Tapi endingnya adalah pengakuan, "Maaf, saya tidak bisa memasak."
Si pemuda bergumam dalam hati, "Ya Allah aku minta yang shalihah dan menshalihkan. Rupanya pandai memasak belum termasuk di situ. Ya Allah apakah Kau menguji kesungguhan kriteriaku?" Lalu dia kuatkan hati, "Tak apa Ukhti. Di kota ini banyak rumah makan. Murah-murah lagi."
"Saya juga tidak terbiasa mencuci."
"Alamak", batin si pemuda.
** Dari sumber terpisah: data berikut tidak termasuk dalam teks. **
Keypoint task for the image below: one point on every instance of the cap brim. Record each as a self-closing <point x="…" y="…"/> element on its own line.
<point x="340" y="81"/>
Tapi mengingat hal yang sama, dia berkata lagi, "Tak apa Ukhti. Di kota ini banyak laundry. Kiloan lagi."
"Saya bukan mencari tukang masak dan tukang cuci. Saya cari istri. Kalau diperkenankan, saya akan segera menghadap Ayah Anda." Maka hari itu, lamaranpun disepakati 6 hari kemudian, 18 Juli.
Ta'aruf memang bukan soal berjumpa berapa kali. Ia tentang prasangka baik, prioritas kesefahaman, dan komitmen. Pacaran tidak memberikan ini, karena set mental menginginkan kepastian membuat kita tampil lebih baik dari aslinya, hingga kadang keluhan di rumahtangga adalah, "Sudah kelihatan aslinya."
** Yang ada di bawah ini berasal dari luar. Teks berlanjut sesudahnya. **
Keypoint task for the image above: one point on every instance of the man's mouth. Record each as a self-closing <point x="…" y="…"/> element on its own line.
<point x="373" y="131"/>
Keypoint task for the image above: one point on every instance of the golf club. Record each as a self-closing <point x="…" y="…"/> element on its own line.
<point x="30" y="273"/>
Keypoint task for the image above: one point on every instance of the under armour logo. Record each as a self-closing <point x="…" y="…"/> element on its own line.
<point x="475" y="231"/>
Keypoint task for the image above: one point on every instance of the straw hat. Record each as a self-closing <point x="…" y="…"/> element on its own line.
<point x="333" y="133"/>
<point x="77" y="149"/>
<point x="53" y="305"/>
Nah bagaimana saling mengenal yang hakiki? Ta'aruf itu istilah umum. Dalam Al Quran, ia adalah hikmah diciptanya kita bersuku-suku & berbangsa-bangsa. Jadi, kapan ta'arufnya suami-istri?
Seumur hidup!
Sebab manusia adalah makhluk penuh dinamika. Dia sedetik lalu takkan persis serupa dengan kini. Ta'aruf itu seumur hidup. Sebab kenal sejati adalah saat bergandengtangan di surga nanti.
Tiga belas tahun berta'aruf, pemuda itu masih terus belajar mengenal istrinya. Selalu ada kejutan ketika prasangka baik dikedepankan. Misalnya, si cantik yang mengaku tak bisa memasak itu, pada HUT RI ke-60 setahun bakda nikah, menjadi juara lomba masak Agustusan Tingkat RT. Lumayan.